Ginger writes of how he started, “After sitting in with a band at a party [I’d never sat on a kit before [!!!the kids virtually forced me to play !!] I discovered that I could play the drums just like that… I heard two of the horn players remark “christ! we’ve got a drummer!” that was it… a light went on… I was a drummer…”
Ginger was heavily influenced by Jazz. He writes, “I started listening to music when I was very young 11/12 y.o. Listening to the big bands of the time, Ted Heath, Jack Parnell… always concentrating on the drummer… I got into the school gang… we were nicking records… that’s when I heard the Quintet of the Year – Charlie Parker, Dizzy Gillespie, Bud Powell, Charlie Mingus and the great Max Roach, which totally blew me away…. so I was listening to all the jazz I could…. that’s when I first heard Phil….”
Phil Seamen was one of the top drummers on the London Jazz scene in late ‘50s, and when Ginger started out he got to see Phil play a lot.
Drummer Baby Dodds was also a major influence in his development. Ginger recalls: “The clarinet player gave me a pile of old 78’s Baby Dodds ‘Hear me talking to ya’, this was a major revelation and influenced my drumming enormously.”
Ginger met Phil Seamen in 1959: “I moved on to professional bands and into modern jazz, playing regularly at Ronnie Scott’s club and the Flamingo in London…. Phil heard me play and gave me an enormous compliment… that night he played me his collection of African drum records and this was like a great big door opening, a big light went on.”
“Phil told me that I was the only drummer who’d “got it. That was the next big step after Baby Dodds.”
After his success with Cream and Blind Faith, Ginger put Air Force together – a ground breaking fusion of Afro-Jazz Blues & Soul. As Nettie writes in the 1970 Archive: “a powerful & eclectic mix of some the best musicians that Ginger had known, admired & worked with over the years & it resulted in a fantastically strong (& underrated) output”.
Air Force had sparked Ginger’s interest in Africa again, and after their tour finished in 1971 he went to Africa for the first time.

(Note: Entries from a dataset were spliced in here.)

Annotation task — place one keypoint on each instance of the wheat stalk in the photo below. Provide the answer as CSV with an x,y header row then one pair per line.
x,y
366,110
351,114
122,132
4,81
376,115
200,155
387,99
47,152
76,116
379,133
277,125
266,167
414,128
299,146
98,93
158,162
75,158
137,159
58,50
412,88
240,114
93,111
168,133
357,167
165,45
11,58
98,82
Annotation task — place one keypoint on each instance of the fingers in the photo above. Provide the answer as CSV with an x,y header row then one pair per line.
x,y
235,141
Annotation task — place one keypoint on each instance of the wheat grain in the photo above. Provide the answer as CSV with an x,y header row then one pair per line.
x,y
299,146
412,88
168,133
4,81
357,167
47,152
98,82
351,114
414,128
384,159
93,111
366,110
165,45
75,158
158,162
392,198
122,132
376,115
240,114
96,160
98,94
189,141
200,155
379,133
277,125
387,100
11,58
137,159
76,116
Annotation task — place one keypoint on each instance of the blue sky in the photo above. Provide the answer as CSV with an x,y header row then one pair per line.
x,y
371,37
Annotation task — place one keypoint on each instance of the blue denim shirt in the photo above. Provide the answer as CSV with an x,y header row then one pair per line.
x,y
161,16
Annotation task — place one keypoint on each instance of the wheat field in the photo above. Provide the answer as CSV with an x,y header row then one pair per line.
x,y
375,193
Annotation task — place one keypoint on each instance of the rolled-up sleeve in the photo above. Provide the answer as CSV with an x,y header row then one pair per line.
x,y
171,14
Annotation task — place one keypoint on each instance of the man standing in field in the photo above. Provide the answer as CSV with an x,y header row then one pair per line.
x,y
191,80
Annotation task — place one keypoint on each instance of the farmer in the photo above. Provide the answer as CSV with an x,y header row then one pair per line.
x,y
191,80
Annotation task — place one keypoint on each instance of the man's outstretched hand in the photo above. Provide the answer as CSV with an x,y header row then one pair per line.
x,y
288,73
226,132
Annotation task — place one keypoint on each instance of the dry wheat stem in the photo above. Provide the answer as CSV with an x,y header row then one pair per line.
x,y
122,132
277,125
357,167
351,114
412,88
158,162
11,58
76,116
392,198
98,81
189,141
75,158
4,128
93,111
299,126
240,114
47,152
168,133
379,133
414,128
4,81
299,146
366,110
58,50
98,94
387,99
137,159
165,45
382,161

I remember him returning from one of his many trips to Nigeria, wandering around the house playing a talking drum. He’d come up to me and Kofi and start drum talking to us, bending the sounds with the hide strings like the vocal chords of a voice. On many occasions we’d watch him pounding out complex rhythms on a large round metal African drum, sending the sounds of West Africa wafting through our quiet London suburb. He made the thick wooden sticks look light and easy to use, but when I picked them up, they were heavy and cumbersome.
Over the years, his style has become more refined and more musical. His toms sounding more like notes in a scale. Although Ginger is labeled as a Rock drummer, his driving force comes from West Africa and the jazz musicians of the Bebop era.
When Ginger plays, he tells a story; he takes you on a journey. Don’t ask him, just listen to him play – for him his drums are his own unique and personal self-expression.